A query like SELECT "Team",max("Salary") FROM nba
is not valid, and will result in an error.
Filtering on aggregates¶
Filtering on aggregates is done with the HAVING
clause, rather than the WHERE
clause.
nba=> SELECT "Team",AVG("Salary") FROM nba GROUP BY "Team" HAVING AVG("Salary") BETWEEN 4477884 AND 5018868;
Atlanta Hawks,4860196
Dallas Mavericks,4746582
Detroit Pistons,4477884
Houston Rockets,5018868
Los Angeles Lakers,4784695
Minnesota Timberwolves,4593053
New York Knicks,4581493
Sacramento Kings,4778911
Toronto Raptors,4741174
Sorting results¶
ORDER BY
takes a comma separated list of ordering specifications - a column followed by ASC
for ascending or DESC
for descending.
Note
When ORDER BY
is not specified in a query, rows are returned based on the order in which they were read, not by any consistent criteria.
Unlike some databases, NULL
values are neither first nor last - but can appear anywhere in the result set.
Tip
Blue does not support functions and complex arguments in the ORDER BY
clause. To work around this limitation, use ordinals or aliases, as with the examples below, which are functionally identical.

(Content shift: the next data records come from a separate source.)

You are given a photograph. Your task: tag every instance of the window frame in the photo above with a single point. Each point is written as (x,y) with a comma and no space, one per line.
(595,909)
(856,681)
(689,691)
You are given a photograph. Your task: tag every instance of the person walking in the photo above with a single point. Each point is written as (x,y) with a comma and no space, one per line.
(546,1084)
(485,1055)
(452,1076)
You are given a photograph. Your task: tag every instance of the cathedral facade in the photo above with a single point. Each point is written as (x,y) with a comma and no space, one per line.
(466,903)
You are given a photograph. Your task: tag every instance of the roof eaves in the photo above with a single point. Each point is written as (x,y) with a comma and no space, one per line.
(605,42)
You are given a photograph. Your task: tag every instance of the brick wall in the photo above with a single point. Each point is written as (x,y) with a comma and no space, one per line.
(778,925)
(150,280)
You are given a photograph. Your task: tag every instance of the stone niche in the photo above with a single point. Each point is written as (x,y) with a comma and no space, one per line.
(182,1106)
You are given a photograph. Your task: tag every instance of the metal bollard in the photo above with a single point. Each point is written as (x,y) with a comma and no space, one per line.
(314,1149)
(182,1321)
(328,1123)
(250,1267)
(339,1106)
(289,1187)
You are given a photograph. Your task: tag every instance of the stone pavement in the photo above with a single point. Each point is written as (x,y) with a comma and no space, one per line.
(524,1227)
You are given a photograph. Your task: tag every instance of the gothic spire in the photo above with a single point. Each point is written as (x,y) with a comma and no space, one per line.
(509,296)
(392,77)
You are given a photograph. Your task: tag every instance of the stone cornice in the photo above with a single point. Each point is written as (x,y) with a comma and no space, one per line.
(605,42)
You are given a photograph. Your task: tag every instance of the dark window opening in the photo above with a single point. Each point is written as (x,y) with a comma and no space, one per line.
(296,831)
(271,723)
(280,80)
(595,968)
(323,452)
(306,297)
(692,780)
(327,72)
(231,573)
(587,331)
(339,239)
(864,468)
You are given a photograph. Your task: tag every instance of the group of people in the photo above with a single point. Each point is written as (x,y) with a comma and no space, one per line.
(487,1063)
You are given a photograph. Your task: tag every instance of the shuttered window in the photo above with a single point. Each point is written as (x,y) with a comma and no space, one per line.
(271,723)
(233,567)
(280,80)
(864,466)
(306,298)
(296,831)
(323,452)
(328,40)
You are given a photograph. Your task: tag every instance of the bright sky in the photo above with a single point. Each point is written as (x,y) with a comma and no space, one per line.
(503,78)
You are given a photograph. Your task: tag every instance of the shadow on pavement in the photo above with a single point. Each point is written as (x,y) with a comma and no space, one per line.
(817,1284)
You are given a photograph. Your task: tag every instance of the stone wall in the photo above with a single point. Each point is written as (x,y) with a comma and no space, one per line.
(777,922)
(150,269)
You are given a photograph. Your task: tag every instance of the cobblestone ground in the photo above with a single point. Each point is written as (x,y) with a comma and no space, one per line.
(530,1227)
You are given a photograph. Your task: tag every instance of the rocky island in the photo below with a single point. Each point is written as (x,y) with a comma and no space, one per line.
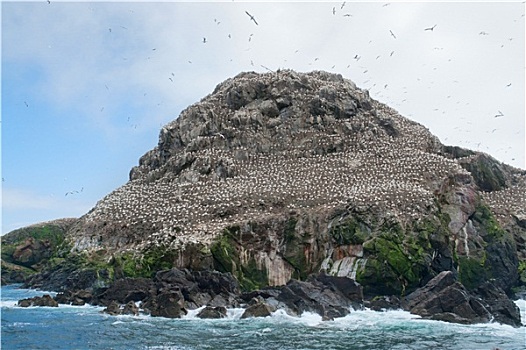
(293,191)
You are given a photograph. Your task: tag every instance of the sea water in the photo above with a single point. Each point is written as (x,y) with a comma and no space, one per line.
(85,327)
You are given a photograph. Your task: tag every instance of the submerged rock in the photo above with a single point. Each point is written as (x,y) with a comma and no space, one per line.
(213,312)
(445,299)
(278,176)
(45,300)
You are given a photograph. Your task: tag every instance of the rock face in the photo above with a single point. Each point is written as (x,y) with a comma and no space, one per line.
(45,300)
(172,292)
(27,250)
(277,176)
(445,299)
(328,296)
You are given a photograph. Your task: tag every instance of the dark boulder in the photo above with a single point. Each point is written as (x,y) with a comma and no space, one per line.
(125,290)
(500,306)
(113,309)
(168,304)
(259,309)
(384,303)
(445,299)
(45,300)
(212,312)
(78,298)
(130,309)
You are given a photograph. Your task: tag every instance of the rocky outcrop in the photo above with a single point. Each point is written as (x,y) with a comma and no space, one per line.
(213,312)
(27,250)
(445,299)
(328,296)
(45,300)
(274,177)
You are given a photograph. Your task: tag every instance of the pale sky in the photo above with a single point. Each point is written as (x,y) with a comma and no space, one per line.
(86,86)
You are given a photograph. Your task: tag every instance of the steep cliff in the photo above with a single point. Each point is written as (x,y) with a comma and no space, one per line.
(279,175)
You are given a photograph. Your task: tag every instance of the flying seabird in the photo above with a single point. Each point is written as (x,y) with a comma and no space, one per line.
(499,115)
(251,17)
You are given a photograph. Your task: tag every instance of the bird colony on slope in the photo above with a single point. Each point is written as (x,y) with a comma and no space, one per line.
(288,160)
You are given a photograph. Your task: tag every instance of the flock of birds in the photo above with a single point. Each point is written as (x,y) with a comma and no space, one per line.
(270,166)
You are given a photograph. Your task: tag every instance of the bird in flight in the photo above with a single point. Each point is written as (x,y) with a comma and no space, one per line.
(251,17)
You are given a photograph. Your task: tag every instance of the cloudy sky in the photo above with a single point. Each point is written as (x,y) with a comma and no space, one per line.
(86,86)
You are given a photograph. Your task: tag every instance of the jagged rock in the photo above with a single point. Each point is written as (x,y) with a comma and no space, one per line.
(45,300)
(443,298)
(113,309)
(212,312)
(260,309)
(384,303)
(168,304)
(274,176)
(125,290)
(502,309)
(130,309)
(328,296)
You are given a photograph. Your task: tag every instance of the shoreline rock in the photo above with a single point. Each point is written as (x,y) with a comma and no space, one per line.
(173,292)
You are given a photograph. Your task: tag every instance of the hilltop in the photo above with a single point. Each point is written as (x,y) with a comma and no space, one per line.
(284,174)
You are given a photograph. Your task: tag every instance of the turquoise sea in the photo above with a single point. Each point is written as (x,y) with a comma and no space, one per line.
(85,327)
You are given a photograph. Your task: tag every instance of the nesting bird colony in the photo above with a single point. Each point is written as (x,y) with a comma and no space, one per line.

nba=> SELECT "Team",AVG("Salary") as "Average Salary" FROM nba GROUP BY "Team" ORDER BY "Average Salary" DESC;
Team | Average Salary
-----------------------+---------------
Cleveland Cavaliers | 7642049
Miami Heat | 6347359
Los Angeles Clippers | 6323642
Oklahoma City Thunder | 6251019
[...]
Brooklyn Nets | 3501898
Portland Trail Blazers | 3220121
Philadelphia 76ers | 2213778
nba=> SELECT "Team",AVG("Salary") as "Average Salary" FROM nba GROUP BY "Team" ORDER BY 2 DESC;
Team | Average Salary
-----------------------+---------------
Cleveland Cavaliers | 7642049
Miami Heat | 6347359
Los Angeles Clippers | 6323642
Oklahoma City Thunder | 6251019
[...]
Brooklyn Nets | 3501898
Portland Trail Blazers | 3220121
Philadelphia 76ers | 2213778
Sorting with multiple columns¶
Order retrieved rows by multiple columns:
nba=> SELECT "Name", "Position", "Weight", "Salary" FROM nba ORDER BY "Weight" DESC, "Salary" ASC;
Name | Position | Weight | Salary
-------------------------+----------+--------+---------
Nikola Pekovic | C | 307 | 12100000
Boban Marjanovic | C | 290 | 1200000
Al Jefferson | C | 289 | 13500000
[...]
Tim Frazier | PG | 170 | 845059
Brandon Jennings | PG | 169 | 8344497
Briante Weber | PG | 165 |
Bryce Cotton | PG | 165 | 700902
Aaron Brooks | PG | 161 | 2250000
Combining two or more queries¶
UNION ALL
can be used to combine the results of two or more queries into one result set.
UNION ALL
does not remove duplicate results.
nba=> SELECT "Position" FROM nba WHERE "Weight" > 300
. UNION ALL SELECT "Position" FROM nba WHERE "Weight" < 170;
C
PG
PG
PG
PG
Common table expressions (CTE)¶
Common table expressions or CTEs allow a possibly complex subquery to be represented in a short way later on, for improved readability.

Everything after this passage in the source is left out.